Quasi un italiano su due (49%) – continua il report - vuole provare qualcosa di nuovo nel lavoro, soprattutto nella fascia di età 25-34 anni. Il 73% si è attivato per migliorare il proprio equilibrio fra lavoro e vita privata, specialmente fra le lavoratrici (75%) e nel segmento dei 35-44enni (78%), e il 74% desidera una maggiore flessibilità in futuro nel proprio lavoro o nella propria carriera». Gli effetti di questa nuova consapevolezza non stanno mancando di fare le prime comparse. «Il 21% - rivela il report - ha cambiato impiego negli ultimi sei mesi (+4% rispetto al primo semestre del 2021), con punte del 43% tra i dipendenti under 25 e fra i lavoratori 25-34enni (31%), il 29% sta cercando nuove opportunità e oltre la metà prenderebbe in considerazione l’idea di un lavoro all’estero se potesse operare completamente da remoto (57%)».

Tra tutti questi aspetti, la priorità su cui le imprese devono puntare sembra essere quella del benessere individuale e organizzativo che può aversi solo con un welfare aziendale all’avanguardia. Formazione, previdenza complementare, assistenza sanitaria e flessibilità organizzativa sono solo alcune delle principali misure che possono avere un impatto significativo su come il lavoratore percepisce la propria azienda e su come questa appare all’esterno.

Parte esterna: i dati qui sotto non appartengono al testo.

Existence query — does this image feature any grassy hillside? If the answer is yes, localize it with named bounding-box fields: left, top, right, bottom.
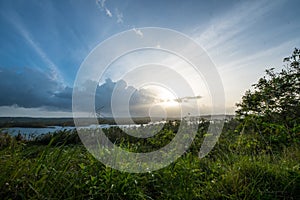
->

«Direi che al momento – conferma Parpaiola - il punto sul quale convergono molte aziende è quello legato al benessere della persona, e quindi a politiche di welfare aziendale, fondamentale per aumentare il “potere d’acquisto” di lavoratori da parte delle organizzazioni e per lo “stare bene” in azienda». Un’opinione che trova riscontro anche sul fronte della ricerca. Di recente il rapporto sul welfare aziendale in Italia di Adapt e Intesa Sanpaolo, ha infatti messo in evidenza come questo strumento possa essere una leva di contrasto alle grandi dimissioni, ma soprattutto uno «strumento di fidelizzazione dei lavoratori, anche favorendo la creazione di un migliore clima aziendale e una migliore qualità del lavoro».